Regeneration von Nerven: Cyclopeptide ahmen Struktur und Wirkung des Kohlenhydrats HNK-1 nach
Die Form entscheidet
Einem Team aus Wissenschaftlern von den Universitäten Bielefeld und Hamburg ist es gelungen, Cyclopeptide herzustellen, die das Kohlenhydrat HNK-1 der humanen natürlichen Killerzellen nachahmen. HNK-1 ist in viele entwicklungsbiologische Prozesse des Nervensystems involviert. So verstärkt HNK-1 das Neuritenwachstum von Motoneuronen, das heißt das Wachstum der Nervenfasern von Nervenzellen der Muskulatur. HNK-1 wird entlang der Routen gefunden, denen die Nervenfasern nach einer Verletzung peripherer Nerven folgen.
Im ersten Schritt kämmten die Forscher um Norbert Sewald (Bielefeld) und Melitta Schachner (Hamburg) eine sehr große Zahl an linearen Peptidketten mit willkürlicher Aminosäuresequenz durch und suchten nach Peptiden, die von einem Antikörper gegen HNK-1 erkannt werden. Ausgehend von den Sequenzen zweier Treffer synthetisierten sie eine Serie verschiedener cyclischer Hexapeptide.
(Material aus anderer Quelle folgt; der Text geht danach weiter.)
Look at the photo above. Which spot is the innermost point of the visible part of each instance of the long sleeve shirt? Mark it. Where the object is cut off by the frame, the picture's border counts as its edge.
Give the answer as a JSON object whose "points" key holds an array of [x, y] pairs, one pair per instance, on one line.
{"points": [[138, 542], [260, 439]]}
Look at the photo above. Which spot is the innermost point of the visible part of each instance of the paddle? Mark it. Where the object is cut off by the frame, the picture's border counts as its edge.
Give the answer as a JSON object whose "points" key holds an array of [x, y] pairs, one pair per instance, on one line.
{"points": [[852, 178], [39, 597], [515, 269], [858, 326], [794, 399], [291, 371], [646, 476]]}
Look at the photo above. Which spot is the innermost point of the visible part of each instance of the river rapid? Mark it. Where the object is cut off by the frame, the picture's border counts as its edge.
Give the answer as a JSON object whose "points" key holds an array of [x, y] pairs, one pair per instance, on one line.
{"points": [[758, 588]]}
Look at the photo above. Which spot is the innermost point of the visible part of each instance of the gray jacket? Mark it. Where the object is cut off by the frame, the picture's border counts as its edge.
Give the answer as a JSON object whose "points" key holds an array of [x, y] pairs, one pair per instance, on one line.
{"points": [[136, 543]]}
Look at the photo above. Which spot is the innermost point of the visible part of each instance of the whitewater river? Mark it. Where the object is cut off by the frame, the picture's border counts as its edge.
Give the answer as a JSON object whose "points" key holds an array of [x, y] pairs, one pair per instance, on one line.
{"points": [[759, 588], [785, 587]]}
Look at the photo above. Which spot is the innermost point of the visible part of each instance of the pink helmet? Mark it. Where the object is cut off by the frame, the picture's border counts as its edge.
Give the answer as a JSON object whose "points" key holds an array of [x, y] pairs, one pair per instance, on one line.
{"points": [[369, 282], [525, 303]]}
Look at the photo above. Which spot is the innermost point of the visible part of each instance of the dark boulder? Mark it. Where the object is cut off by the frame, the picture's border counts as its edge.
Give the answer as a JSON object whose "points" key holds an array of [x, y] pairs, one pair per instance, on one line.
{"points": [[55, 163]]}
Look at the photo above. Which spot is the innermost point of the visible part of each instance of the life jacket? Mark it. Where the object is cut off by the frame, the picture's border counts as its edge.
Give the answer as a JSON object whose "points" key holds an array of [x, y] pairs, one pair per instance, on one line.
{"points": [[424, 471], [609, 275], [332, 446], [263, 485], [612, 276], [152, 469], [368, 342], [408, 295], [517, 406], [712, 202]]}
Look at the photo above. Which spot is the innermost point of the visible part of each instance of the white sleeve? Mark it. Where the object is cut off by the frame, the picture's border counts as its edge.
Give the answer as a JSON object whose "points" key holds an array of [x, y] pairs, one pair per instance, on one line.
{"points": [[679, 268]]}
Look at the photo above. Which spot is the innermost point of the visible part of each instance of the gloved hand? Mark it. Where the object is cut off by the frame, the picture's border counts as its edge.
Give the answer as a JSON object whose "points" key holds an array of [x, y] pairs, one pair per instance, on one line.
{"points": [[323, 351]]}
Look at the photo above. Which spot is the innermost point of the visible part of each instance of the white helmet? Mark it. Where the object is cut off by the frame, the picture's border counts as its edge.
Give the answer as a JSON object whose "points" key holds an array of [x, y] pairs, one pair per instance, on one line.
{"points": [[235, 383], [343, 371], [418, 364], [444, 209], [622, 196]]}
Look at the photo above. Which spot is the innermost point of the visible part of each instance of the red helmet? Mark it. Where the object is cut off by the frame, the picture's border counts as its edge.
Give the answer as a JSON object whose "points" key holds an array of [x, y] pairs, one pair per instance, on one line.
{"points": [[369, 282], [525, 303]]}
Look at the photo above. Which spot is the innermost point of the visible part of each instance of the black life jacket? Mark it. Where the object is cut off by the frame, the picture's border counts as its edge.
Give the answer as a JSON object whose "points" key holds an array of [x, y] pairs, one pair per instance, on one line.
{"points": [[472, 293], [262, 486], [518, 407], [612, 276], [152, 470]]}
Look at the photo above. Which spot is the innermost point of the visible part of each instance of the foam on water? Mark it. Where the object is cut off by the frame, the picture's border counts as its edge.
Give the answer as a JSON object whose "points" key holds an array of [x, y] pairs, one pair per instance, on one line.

Der Trick: In jedem Cyclopeptid wurde eine L-Aminosäure durch die entsprechende D-Aminosäure ersetzt. L-Aminosäuren sind die natürliche Form, die D-Variante ist ihr strukturelles Spiegelbild. Während ein "normales" cyclisches Hexapeptid recht beweglich ist und seine räumliche Struktur ständig ändert, stabilisiert ein D-Aminosäure-Baustein eine bestimmte, bevorzugte Konformation des Rings. Das Peptid "präsentiert" seine funktionellen Atomgruppierungen in einer vorhersagbaren dreidimensionalen Anordnung, die durch die Position der D-Aminosäure weitgehend festgelegt wird. Eine ähnlich stabilisierende Wirkung hat die Aminosäure L-Prolin. Daher wurden außerdem cyclische Hexapeptide mit diesem Baustein getestet.
Anhand ihrer Neigung, an den gegen HNK-1 gerichteten Antikörper zu binden, identifizierten Sewald und sein Team mehrere interessante Kandidaten. Einige nahmen sie näher unter die Lupe. Versuche mit Zellkulturen von Motoneuronen zeigten, dass zwei der getesteten Mimetika das Neuriten-Wachstum stimulierten. Dabei sind sie wirksamer als die linearen Peptidketten, die als Ausgangspunkt gedient hatten. Strukturaufklärung und Computersimulationen identifizierten eine spezielle räumliche Struktur der Cyclopeptide, die ausschlaggebend für deren Wirkung ist.
Substanzen, die in der Lage sind, die Regenerierung von Neuriten nach Verletzungen zu unterstützen, könnten ein vielversprechender Ausgangspunkt bei der Entwicklung einer Therapie querschnittsgelähmter Patienten sein. Die neuen Cyclopeptide könnten ein Schritt in diese Richtung sein.
Originalveröffentlichung: N. Sewald et al.; "Glycomimetische Cyclopeptide stimulieren Neuritenwachstum"; Angewandte Chemie 2006, 118, No. 39.